Stigma dan Bahaya yang Unik Terkait Pelecehan Seksual Terhadap Lelaki Gay dan Bi

Oleh:

  • Joan M. Cook
  • Amy Ellis

 

SuaraKita.org – Sebagai psikolog trauma, kami memimpin sebuah tim untuk membantu meringankan tekanan psikiatrik pada lelaki gay, bi dan trans yang telah mengalami pelecehan atau pelecehan seksual. Bekerja sama dengan dua organisasi nirlaba, MaleSurvivor dan Men Healing , kami merekrut dan melatih 20 lelaki yang telah mengalami pelecehan seksual untuk memberikan intervensi kesehatan mental online berbasis bukti untuk lelaki minoritas seksual dan gender – istilah umum untuk individu yang identitas seksualnya, orientasi atau praktiknya berbeda dari mayoritas masyarakat.

Penelitian ini harus membantu lelaki dalam kelompok ini yang telah mengalami pelecehan seksual mengetahui bahwa mereka tidak sendirian, bahwa mereka tidak dapat disalahkan atas pelecehan mereka, dan bahwa penyembuhan mungkin terjadi.

Tapi, ada beberapa hal yang diketahui psikolog trauma tentang lelaki-lelaki ini, seperti seberapa umum pelecehan seksual lelaki dan cara untuk membantu lelaki untuk pulih.

Terlalu umum, terlalu traumatis

Setidaknya 1 dari 6 anak lelaki mengalami pelecehan seksual sebelum ulang tahun ke-18 mereka. Jumlah ini meningkat menjadi 1 dari 4 lelaki sepanjang umur mereka.

Tingkat pelecehan dan serangan seksual bahkan lebih tinggi pada anak lelaki dan lelaki dari populasi minoritas seksual .

Pelanggaran seksual pada individu gay, biseksual, transgender, dan interseks sering mempersulit perasaan diri mereka, dan bagaimana mereka cocok, atau tidak cocok, ke dalam budaya dan komunitas LGBT. Pelecehan semacam itu bahkan dapat memengaruhi jangkauan mereka  untuk mendapatkan bantuan atau melaporkan peristiwa traumatis karena mereka takut stigmatisasi atau menyalahkan korban.

Lelaki dan perempuan yang telah mengalami pelecehan seksual dan penyerangan beresiko untuk berbagai gangguan medis, perilaku dan seksual . Mereka memiliki tingkat tinggi beberapa gangguan kejiwaan , termasuk gangguan stres pasca-trauma, penyalahgunaan zat dan ketergantungan, depresi dan kecemasan, serta risiko lebih besar untuk bunuh diri. Mereka juga memiliki lebih banyak kesulitan pendidikan, pekerjaan dan interpersonal daripada lelaki yang tidak dilecehkan. Lebih jauh, trauma seksual terkait dengan penyakit medis , peningkatan pemanfaatan layanan kesehatan, dan kualitas hidup yang buruk.

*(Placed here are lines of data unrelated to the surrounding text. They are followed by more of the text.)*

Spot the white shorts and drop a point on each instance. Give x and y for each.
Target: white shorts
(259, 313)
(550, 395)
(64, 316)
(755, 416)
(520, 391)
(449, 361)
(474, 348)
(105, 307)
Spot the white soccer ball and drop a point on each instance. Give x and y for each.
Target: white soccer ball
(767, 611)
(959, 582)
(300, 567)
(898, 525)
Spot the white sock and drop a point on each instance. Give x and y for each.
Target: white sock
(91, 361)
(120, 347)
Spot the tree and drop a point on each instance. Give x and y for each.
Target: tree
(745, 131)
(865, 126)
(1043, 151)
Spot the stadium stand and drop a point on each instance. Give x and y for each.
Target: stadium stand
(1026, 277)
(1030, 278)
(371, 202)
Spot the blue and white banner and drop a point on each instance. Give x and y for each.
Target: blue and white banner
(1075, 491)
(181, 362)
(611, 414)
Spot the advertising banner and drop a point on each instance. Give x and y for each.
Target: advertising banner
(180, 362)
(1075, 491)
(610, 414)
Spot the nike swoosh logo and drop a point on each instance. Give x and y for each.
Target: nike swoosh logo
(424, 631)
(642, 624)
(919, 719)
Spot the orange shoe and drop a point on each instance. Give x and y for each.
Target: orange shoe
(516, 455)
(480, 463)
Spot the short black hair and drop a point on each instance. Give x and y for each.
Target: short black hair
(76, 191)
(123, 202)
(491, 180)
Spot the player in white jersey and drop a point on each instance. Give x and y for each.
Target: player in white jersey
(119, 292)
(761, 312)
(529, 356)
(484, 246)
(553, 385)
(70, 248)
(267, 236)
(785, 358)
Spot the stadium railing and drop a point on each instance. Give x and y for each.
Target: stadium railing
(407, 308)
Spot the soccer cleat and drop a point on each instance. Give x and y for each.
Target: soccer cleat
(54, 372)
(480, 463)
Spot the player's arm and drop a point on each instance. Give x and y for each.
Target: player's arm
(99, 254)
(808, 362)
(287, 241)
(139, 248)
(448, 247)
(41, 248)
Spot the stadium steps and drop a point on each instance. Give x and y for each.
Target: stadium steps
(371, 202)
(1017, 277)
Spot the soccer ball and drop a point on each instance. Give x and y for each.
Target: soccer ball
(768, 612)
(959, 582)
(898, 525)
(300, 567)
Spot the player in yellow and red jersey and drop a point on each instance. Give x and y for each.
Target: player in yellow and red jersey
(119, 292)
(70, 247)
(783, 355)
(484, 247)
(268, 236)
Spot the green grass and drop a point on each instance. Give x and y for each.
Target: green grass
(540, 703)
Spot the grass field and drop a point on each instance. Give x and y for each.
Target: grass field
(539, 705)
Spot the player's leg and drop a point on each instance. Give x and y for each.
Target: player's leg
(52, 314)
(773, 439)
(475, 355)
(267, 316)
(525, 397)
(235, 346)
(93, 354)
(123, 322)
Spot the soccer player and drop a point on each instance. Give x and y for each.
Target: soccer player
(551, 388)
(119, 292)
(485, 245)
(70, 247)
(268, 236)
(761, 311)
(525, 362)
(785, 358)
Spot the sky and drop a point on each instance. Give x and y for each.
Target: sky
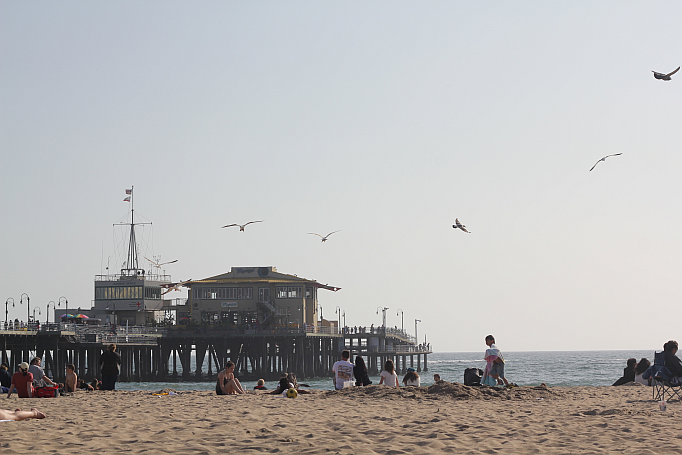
(385, 120)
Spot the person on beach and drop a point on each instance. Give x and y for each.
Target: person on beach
(109, 363)
(343, 371)
(494, 368)
(227, 384)
(389, 376)
(672, 362)
(5, 378)
(640, 369)
(360, 372)
(22, 381)
(20, 415)
(628, 373)
(411, 378)
(71, 381)
(40, 379)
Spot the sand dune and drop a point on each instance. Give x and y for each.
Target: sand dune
(442, 418)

Tetapi, lelaki minoritas seksual yang pernah mengalami trauma seksual menghadapi kesenjangan kesehatan yang lebih besar. lelaki gay dan biseksual dengan riwayat vaksinasi seksual masa kanak-kanak dan dewasa lebih mungkin melaporkan lebih banyak infeksi menular seksual, peningkatan risiko seksual untuk virus defisiensi imun manusia, dan keterpaksaan seksual yang lebih tinggi daripada lelaki yang tidak memiliki riwayat kekerasan seksual. Selain itu, lelaki yang selamat dari minoritas seksual menunjukkan hasil psikologis yang lebih negatif terkait dengan identitas seksual mereka, seperti harga diri yang lebih rendah , perasaan diri yang menyimpang dan kesulitan membentuk hubungan intim orang dewasa yang sehat.

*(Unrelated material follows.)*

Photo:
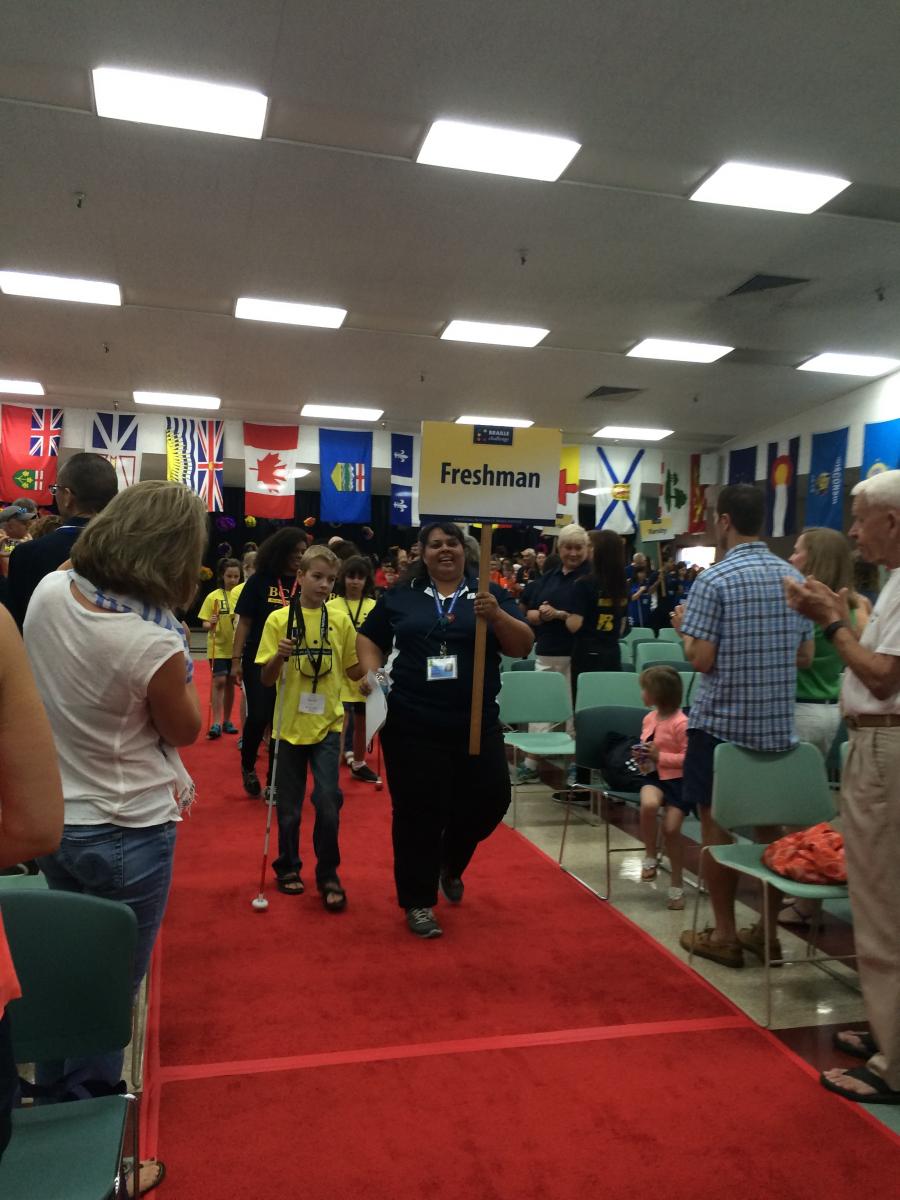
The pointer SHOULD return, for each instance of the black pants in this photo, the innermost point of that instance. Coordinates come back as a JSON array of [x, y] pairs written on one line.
[[444, 803], [261, 711], [9, 1083]]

Dampak kumulatif dari pelecehan seksual, dalam hubungannya dengan status minoritas seksual individu, juga dapat mengakibatkan tingginya tingkat viktimisasi ulang seksual, serta kekerasan dan diskriminasi anti-gay .

Diskriminasi yang berlimpah

Lelaki gay dan biseksual juga terkena stres minoritas yang signifikan, sebuah istilah yang digunakan untuk menggambarkan stresor sosiopolitik yang ditempatkan pada individu sebagai akibat dari status minoritas mereka. Kesenjangan orientasi seksual mulai relatif awal dalam perkembangan. Individu LGBT terpapar secara tidak proporsional dengan diskriminasi sehari-hari, penolakan teman sebaya dan orang tua, pekerjaan yang tidak mendukung atau bermusuhan atau lingkungan sosial, dan akses yang tidak setara terhadap peluang yang diberikan kepada kaum heteroseksual, termasuk pernikahan, adopsi, dan non-diskriminasi pekerjaan.

Harapan kronis penolakan, homofobia yang terinternalisasi, keterasingan dan kurangnya integrasi dengan masyarakat dapat dimengerti dapat menyebabkan masalah dengan penerimaan diri . Akibatnya, lelaki minoritas seksual yang mengalami pelecehan seksual mungkin merasa kurang, lebih rendah atau terganggu. Lebih jauh, mereka mungkin memandang diri mereka sebagai orang yang memalukan, tidak diinginkan, tidak layak, atau tidak mampu membentuk hubungan yang penuh kasih.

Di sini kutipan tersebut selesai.